6 thoughts on “Daybreak snuffs out the last flame of EverQuest Next

  1. Wilhelm Arcturus January 6, 2017 / 10:49 am

    “Would it have really hurt or cost so much to leave the lights on and put the game in maintenance mode?”

    Unfortunately with only a couple hundred regulars, most of whom paid their money back in 2014, which has long since been spent, and no reliable source of income, even in maintenance mode it was probably going to lose money. And who knows what back-end or under-the-covers technologies they had to license for the game. There can be surprising costs even with a game sitting still.

  2. Tanek January 6, 2017 / 10:55 am

    I was trying to come up with some reason to pull the plug entirely rather than leave servers in maintenance mode or somehow find a way to license player-run private servers (similar to ARK or what is planned for Conan Exiles…I am really starting to like this kind of model). All I could come up with was a) they are so strapped for cash that nothing could go to these servers, b) the new bosses are just not going to allow any kind of maintenance mode, or c) the technology and/or assets of the game are sold/up for sale.

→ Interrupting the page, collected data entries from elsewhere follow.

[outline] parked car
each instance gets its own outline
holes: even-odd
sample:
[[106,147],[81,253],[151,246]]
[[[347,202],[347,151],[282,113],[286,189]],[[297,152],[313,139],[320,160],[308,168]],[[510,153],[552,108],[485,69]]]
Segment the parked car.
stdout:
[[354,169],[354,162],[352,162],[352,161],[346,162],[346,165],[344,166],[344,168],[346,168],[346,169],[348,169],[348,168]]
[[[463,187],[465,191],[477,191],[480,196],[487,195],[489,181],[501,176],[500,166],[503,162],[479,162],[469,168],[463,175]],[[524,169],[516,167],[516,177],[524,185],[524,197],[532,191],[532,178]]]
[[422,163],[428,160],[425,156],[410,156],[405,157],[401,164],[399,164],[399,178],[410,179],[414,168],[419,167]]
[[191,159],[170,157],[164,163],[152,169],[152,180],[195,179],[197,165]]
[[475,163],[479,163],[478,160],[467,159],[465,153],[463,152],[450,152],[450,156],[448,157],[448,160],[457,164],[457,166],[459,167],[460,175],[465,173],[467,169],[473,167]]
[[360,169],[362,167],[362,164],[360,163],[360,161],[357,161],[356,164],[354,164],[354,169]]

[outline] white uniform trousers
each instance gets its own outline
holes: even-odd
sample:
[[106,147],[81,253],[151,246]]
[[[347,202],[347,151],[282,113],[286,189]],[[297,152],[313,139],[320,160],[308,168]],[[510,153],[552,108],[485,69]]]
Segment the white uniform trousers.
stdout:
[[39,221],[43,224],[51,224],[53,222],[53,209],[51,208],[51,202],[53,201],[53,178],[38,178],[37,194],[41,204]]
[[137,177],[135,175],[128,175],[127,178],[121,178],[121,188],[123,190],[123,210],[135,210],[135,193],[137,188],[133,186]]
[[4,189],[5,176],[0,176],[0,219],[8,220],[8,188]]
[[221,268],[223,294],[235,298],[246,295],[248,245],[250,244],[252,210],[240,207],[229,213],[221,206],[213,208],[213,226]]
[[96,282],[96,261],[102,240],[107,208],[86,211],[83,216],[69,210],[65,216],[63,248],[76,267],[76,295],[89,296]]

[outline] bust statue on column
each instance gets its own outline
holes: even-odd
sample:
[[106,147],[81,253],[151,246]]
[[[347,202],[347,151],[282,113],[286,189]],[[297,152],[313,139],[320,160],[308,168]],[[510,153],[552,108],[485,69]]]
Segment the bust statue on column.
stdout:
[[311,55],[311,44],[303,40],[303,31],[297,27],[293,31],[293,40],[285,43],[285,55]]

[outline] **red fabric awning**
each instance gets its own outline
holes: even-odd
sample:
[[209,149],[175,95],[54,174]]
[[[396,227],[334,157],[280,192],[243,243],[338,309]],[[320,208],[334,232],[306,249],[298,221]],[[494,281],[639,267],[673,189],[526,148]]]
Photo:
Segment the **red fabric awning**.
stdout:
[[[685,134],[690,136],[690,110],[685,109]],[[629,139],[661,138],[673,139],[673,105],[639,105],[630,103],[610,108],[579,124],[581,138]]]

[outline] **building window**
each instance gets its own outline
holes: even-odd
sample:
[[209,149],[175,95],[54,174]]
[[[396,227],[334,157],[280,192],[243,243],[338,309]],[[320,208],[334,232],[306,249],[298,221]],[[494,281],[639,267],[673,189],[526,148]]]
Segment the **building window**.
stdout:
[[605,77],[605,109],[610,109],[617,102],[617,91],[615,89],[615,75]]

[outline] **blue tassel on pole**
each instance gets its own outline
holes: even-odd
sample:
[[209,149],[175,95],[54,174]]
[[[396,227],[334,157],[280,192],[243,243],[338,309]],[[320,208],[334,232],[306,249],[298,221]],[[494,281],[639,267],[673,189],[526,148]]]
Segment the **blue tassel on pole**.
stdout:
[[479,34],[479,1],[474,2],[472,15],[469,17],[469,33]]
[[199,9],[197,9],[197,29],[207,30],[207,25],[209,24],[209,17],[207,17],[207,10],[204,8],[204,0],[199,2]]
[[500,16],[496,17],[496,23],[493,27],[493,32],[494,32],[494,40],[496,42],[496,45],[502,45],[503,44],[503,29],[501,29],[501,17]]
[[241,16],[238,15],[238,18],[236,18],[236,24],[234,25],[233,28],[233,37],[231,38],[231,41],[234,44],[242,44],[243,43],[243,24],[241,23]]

    I don’t see a new MMO (or even a new PC game, period) coming out of this company for a long time, if ever. And I don’t know how much the Landmark tech will help on any mobile games they may be working on.

    another aspect of this shutdown that irks me is that apparently they are reducing the cost of items in the Landmark shop to 1 DBC*. I know there are people who would see this as a good thing. Almost two months to play around with anything you wanted to do in the shop for next to nothing. But why should it cost ANYTHING at this point? The shop should be a free-for-all until the shutdown. I know I don’t want to put a single bit of currency into this game anymore.

    *it was suggested to me that this may be the limit of what can be done with the coding of the shop. Fine, if that is the case, set it up to refund anything spent between now and the end of the world.

  3. melbrankin January 6, 2017 / 2:16 pm

    Reblogged this on Ramblings of a MMO gamer guy and commented:
    I was going to post something about the sad closing of Landmark but Syp covered this so well I’m reblogging his

  4. Tesh January 6, 2017 / 6:39 pm

    I keep hoping they will release the code to let players make their own private servers. I know it won’t happen, but it seems like it would be a good fit… and I thought that before they decided to close it.

  5. Evil Eri (@ausj3w3l) January 8, 2017 / 6:39 am

    I don’t think it’s fair asking for a refund after the game running (even in early access) for two years. if you were playing and using it for that long you prob got your money’s worth and let’s be honest – it’s more time than some mmos get these days.

    The comparison to smed is a little off in my mind. They were giving refunds for a rather long time after the initial early access release. I got my 100 refunded just because it wasn’t what I wanted… and it was very alpha at the time. Everyone had the opportunity to do that then so after two years, there really isn’t any point yelling about it now.

    Let’s be honest too. This wasn’t EQN, and was miles away from what was promised of that mmo and even more removed from the EQ franchise.

    Also, I think this speaks more about Daybreak (soe) as developers rather than a company. They are just unable to create good games anymore. It isn’t that they have a penchant for killing dreams, just they can’t actually envisage that dream in the first place.

    My biggest problem with them as developers now is there abuse of Early access as just a way to push out barely functioning games and seeing what sticks.